The Gift That Keeps on Taking

So I’m checking my credit card balance the other day (eep!) and I see this little gem in the “special offers” section:
Make someone smile. Add an authorized user to your account.

Aww, isn’t that sweet? Why not coax a smile out of someone just by GIVING THEM ACCESS TO YOUR CREDIT LINE. No biggie — it’s like a tall glass of lemonade on a hot summer’s day.

I have to say, if the best way to make your special someone smile is with plastic, it might be time to reconsider the relationship. Or at the very least, try a few alternatives first:

  • “Have you lost weight?”
  • “Let me do those dishes.”
  • “Why don’t you take the rest of the day off?”

Not, of course, that a credit card issuer is going to make any of those suggestions. If they were looking to be honest, they would have said so:
Make someone smile. Pay for their shit, too!

13 Responses to “The Gift That Keeps on Taking”

  1. Go My Brother! Says:

    I know that as your favorite sister I would definitely smile if you added me to your account. Especially when I have to get all this shit ready for the move. By the way… what are you doing that week?

    You know that you are my favorite older brother!!!

  2. Joel Says:

    So you don’t want to make me smile? God, what a dick! How inconsiderate!

  3. jsp Says:

    Damn, you’re right! Take this down, everyone: 4484 1927… oh, hang on — my iPhone’s ringing.

  4. Joel Says:

    Sure, get yourself an I–Phone, but when Matt and I want Smashing Pumpkins tickets for their October show in Minneapolis, you’re no help at all. This smile is, in fact, turning upside down.
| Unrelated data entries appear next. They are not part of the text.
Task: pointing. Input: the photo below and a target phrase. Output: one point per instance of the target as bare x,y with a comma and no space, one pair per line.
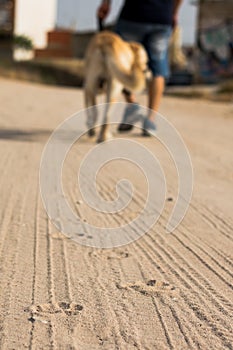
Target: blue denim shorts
155,39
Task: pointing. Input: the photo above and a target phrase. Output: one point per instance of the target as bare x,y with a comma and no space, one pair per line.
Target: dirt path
164,291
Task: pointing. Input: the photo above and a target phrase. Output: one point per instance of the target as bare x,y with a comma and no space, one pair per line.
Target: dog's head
141,58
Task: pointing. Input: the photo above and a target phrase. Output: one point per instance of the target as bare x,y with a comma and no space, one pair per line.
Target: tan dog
119,64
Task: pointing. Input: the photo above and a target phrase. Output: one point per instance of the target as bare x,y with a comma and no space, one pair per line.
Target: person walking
149,22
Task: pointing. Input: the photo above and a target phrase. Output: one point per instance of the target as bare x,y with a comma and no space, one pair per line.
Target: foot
149,128
130,117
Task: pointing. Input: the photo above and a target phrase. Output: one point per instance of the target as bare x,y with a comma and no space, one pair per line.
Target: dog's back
118,63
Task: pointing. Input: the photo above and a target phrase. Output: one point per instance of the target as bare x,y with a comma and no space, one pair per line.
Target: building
215,39
7,9
40,19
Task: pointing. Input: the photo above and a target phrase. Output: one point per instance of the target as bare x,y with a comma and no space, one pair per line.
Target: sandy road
164,291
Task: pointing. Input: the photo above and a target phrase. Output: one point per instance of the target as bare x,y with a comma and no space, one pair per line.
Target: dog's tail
133,80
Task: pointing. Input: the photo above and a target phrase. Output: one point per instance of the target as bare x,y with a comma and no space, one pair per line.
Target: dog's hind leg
113,90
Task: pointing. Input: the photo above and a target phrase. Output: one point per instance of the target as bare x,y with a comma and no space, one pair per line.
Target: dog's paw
91,132
105,137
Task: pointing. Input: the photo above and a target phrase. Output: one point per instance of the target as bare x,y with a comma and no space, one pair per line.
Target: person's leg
128,31
129,96
156,44
156,89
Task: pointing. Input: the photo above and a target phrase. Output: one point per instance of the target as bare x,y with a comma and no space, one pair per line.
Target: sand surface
164,291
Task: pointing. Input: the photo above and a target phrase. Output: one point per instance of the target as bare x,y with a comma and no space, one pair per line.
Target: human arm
104,9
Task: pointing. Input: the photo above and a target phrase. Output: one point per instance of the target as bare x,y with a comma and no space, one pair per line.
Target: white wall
34,18
81,15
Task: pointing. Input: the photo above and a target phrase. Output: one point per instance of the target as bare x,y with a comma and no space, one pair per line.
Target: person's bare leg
156,90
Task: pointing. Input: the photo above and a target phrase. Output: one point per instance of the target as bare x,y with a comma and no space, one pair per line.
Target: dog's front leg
113,89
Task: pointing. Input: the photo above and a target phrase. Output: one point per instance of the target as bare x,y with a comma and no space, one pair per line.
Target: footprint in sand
151,287
69,309
109,255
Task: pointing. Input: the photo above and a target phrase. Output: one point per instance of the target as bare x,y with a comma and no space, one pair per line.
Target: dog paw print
150,287
69,309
    Confidential to mjg: SP in Twin Cities this October!

  5. Joel Says:

    jsp, it would make me smile if you could correct that spelling error. No, not that one, the “confidential” one. Thx in advance.

  6. Favorite Sister!!! Says:

    Still humming Umbrella? John, what has this world come to? Ella… ella… eh… eh… Dumb ass lyrics!

  7. Keef Says:

    Still humming Umbrella? John, what has this world come to? What a complete idiotic fat dumb ass … set of lyrics. Oh, and if this message looks like it’s insulting you on your main page, it’s completely accidental.

  8. mjg Says:

    Looks like jsp needs some help updating this page, so I’ll chat about SPumpkins. The SPumpkins added a one-night only gig in London mid-June at a small venue (2,000 tickets only), squeezing it in last minute between a bunch of European festivals. Four minutes before tickets went on sale I checked ticketmaster and nothing moving, so I loaded a world timeclock page and watched it count down. I checked again with two minutes to go as I was getting anxious and everything was sold out. Everything.
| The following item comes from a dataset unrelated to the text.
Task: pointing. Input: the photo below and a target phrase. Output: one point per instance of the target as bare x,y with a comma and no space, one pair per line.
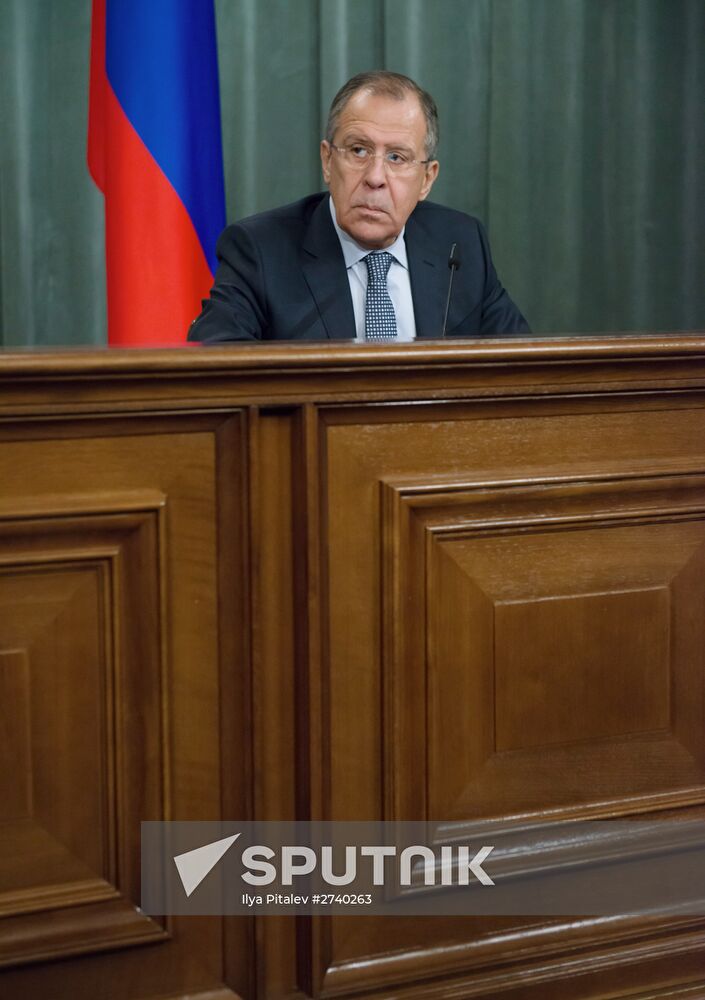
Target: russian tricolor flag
154,150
    Please come back Smashing Pumpkins!

  9. mjg Says:

    ps IFHBRC

  10. mjg Says:

    ACK! I can’t get that damn tune out of my head!! Prick.

  11. Joel Says:

    Hey, did you like Zeitgeist? There are at least 3 tunes on there that are catchier than Umbrella. I disapprove of the Paris Hilton in the liner notes/album art, though.

  12. mjg Says:

    Zeitgeist is good. I still need to give it a few more listens though. Thank goodness I don’t know the umbrella song – it sounds like quite the standard for comparison.

    JSP – I watched 36 last night and it reminded me of Babel.

  13. Go My Brother! Says:

    PLEASE UPDATE! Seriously, you so need to update this site.